The Galaxy Tab lacks Android 3.0’s niceties for organizing apps, but it does offer various options for sharing files. The Galaxy Tab also shows you image information, and it lets you crop an image. An accompanying app called My Files lets you view a file/folder directory of your content; but this simple app is incapable of renaming or moving files.
Which Tablet Is Best for Web Browsing?
The clear advantage in Web browsing goes to the Xoom. The Xoom’s tabbed interface makes navigating through a multitude of Web pages remarkably easy. I also liked the visual bookmarks and appreciated the support for Adobe Flash Player 10.2.
The iPad 2 and the Galaxy Tab are both stuck in the dark ages of Web browsing. Both tablets permit you to access only one page at a time, so you must exit one page before you browse to another. In addition, both models limit the number of windows you can have open at a time.
Which Tablet Is Best for Gaming?
Apple’s iPad 2 enjoys the clear advantage here. Today, Apple’s iOS has a bigger selection and a bigger commitment from content makers than Android does, though more Android 3.0 games should become available as the year progresses. Millions of people use iPads already, and third-party benchmarks indicate that the new A5 chip has more graphics muscle than Nvidia’s Tegra 2, which is found in the Xoom and in all announced Honeycomb tablets to date.
The Xoom has considerable potential for games, but first more Honeycomb-optimized apps must be developed first. Only then will it be possible to gauge how synthetic benchmark readings of the iPad’s graphics capabilities stack up in the real world to its rivals’. As for the Galaxy Tab’s prospects for gaming, let’s just say that the future of Android gaming won’t happen in Android 2.2 on a 7-inch tablet.
Which Tablet Is Best for Reading?
All of the major booksellers have apps available across mobile operating systems–except for Apple’s iBooks, which (as you’d expect) is available only on iOS. All three offer flexibility in your choice of reading platform and shopping site; but in my opinion, none of these tablets is especially good for reading. I recommend instead the only tablet that isn’t technically a tablet: Barnes & Noble’s NookColor. Though NookColor runs Android 2.1, it lacks Google services and can’t freely download or sideload apps. B&N remains the only company that has managed to combine very smooth text with an LCD screen that has very little glare.
Of the three true tablets, the Galaxy Tab has the edge because of its smaller size and sharper text quality. Apple’s iPad 2 comes in second. Its larger screen makes it a good choice for viewing digital magazines or magazine apps, and it’s good for viewing larger-print text. In addition, you have plenty of choice with regard to reading apps and bookstores, including Apple’s iBooks and competitors such as Amazon and Barnes & Noble (that could change, however, once Apple begins enforcing its crackdown on in-app purchase options). Whichever model you choose, I recommend playing with the font choices in your chosen e-reader app, as some fonts render more smoothly than others.
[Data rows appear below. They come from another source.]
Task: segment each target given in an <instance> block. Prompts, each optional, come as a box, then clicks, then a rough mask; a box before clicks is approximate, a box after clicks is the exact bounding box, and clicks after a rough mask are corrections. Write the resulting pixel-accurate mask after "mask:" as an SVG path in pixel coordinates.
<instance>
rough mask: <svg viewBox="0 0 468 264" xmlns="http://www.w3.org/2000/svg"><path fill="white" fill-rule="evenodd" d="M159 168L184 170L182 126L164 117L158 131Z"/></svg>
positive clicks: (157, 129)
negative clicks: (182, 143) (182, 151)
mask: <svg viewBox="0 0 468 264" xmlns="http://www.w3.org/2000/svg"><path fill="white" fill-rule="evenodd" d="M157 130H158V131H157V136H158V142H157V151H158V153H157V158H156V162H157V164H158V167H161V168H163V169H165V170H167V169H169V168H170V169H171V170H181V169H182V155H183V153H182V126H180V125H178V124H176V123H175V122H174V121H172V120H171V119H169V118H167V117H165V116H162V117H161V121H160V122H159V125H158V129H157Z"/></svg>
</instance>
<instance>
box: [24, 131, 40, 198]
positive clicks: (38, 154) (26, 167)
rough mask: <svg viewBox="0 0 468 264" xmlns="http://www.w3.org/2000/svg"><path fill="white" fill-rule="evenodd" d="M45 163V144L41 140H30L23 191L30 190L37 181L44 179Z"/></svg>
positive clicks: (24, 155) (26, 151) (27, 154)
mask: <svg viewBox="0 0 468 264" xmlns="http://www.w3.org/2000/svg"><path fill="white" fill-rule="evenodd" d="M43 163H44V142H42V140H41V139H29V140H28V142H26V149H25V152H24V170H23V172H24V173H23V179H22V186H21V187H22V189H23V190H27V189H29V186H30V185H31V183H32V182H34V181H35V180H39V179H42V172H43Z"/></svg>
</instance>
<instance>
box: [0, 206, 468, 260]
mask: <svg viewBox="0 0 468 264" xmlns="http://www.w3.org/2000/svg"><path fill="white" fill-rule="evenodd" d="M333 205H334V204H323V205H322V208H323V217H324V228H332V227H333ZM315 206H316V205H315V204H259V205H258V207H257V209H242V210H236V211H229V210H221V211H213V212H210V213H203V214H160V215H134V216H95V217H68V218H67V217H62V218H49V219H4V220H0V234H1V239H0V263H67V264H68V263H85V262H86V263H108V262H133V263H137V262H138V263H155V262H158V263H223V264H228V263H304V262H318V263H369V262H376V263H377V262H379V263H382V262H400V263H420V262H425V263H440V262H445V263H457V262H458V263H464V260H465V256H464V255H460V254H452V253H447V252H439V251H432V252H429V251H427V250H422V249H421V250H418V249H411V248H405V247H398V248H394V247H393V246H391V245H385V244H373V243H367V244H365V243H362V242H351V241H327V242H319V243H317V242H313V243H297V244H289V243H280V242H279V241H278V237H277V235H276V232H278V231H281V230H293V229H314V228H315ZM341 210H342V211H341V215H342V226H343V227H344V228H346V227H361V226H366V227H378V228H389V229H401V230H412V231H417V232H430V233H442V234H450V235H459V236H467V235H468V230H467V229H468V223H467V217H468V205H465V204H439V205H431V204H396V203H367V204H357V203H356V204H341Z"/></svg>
Ditto for the Xoom: Font rendering could be an issue, as some text fonts look sharper than others. Today, the best reading app available for Xoom is Google Books, but its display options are limited (only three font sizes?) and using it entails committing to buying your books through Google’s Market bookstore. Still, you do get a few font choices, and some of them render better than others. Honeycomb-optimized versions of Amazon’s Kindle app and B&N’s Nook app should arrive soon.